The ability to take the Airbus into Alternate or Direct Law resides within the design of the autoflight system but is a profoundly non-standard approach with this design and is entirely within test-pilot territory.

I state this strongly because it is not even in the realm of an "ad-hoc, emergency response" to a badly degraded aircraft or flight control system. I could not see this kind of system intervention condoned or even considered by any Airbus pilot nor can I see it as a legitimate response in the present discussion.

This is because the flight control system, in Normal Law, does not prevent the crew from doing what is necessary to fly the aircraft within (and slightly outside of) expected maneuvers.
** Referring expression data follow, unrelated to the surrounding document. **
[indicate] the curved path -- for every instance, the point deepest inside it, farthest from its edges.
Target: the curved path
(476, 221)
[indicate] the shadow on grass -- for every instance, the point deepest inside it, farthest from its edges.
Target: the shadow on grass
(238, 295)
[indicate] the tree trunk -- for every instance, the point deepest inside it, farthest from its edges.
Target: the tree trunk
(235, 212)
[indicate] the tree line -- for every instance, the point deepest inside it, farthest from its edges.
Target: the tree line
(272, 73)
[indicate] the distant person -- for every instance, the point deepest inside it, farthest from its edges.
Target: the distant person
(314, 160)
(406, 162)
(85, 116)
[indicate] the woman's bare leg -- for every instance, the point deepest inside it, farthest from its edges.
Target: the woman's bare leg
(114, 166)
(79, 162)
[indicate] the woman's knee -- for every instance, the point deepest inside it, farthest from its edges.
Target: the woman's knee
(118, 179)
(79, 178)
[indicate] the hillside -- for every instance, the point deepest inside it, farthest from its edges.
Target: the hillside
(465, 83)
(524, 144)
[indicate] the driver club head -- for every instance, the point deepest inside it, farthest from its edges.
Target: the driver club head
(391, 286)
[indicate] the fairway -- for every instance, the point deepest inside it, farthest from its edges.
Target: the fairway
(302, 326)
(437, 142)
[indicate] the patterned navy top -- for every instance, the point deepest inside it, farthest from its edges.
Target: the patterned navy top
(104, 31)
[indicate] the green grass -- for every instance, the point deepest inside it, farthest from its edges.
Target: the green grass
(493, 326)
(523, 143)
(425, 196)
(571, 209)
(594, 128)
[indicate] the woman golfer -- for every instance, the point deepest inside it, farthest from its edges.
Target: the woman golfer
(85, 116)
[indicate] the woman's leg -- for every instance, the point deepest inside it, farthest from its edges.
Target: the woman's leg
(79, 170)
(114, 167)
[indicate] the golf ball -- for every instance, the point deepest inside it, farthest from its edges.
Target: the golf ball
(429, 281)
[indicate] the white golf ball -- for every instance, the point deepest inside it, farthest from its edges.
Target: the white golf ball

I think what you're asking is, is there a switch like there is in the 777 that connects the control column/wheel "directly" with the flight controls such that the pilot can exercise as much control input as is deemed required to intervene with abnormal regimes and attitudes. The answer, for both types, is, "no" in the sense that there is no more authority than is already granted by the flight control design when the aircraft is in such abnormal states, (system failures or abnormal attitudes). I have previously posted information on this twice.

The 777 switch bypasses the (equivalent of the) primary flight control computers but still sends electrical signals to the flight control servos in "direct control" (another name for direct law). In other words, control is achieved by wire, not cables/pulleys. (I assure you that I am familiar with and have flown the DC8, DC9 and B727 and have flown "manual reversion" in all these types in simulator exercises. The A320 can be flown on engine thrust and stab trim alone, to a successful landing). This is exactly the same as the Airbus 330/340 system except that the FCPC and FCSC - primary and secondary flight control computers execute the direct flight control orders from the stick. The available authority from the sidestick in alternate 2 law and direct law is, with minor variations in alternate 2 law, the same as would be available to a 777 crew in the same circumstances.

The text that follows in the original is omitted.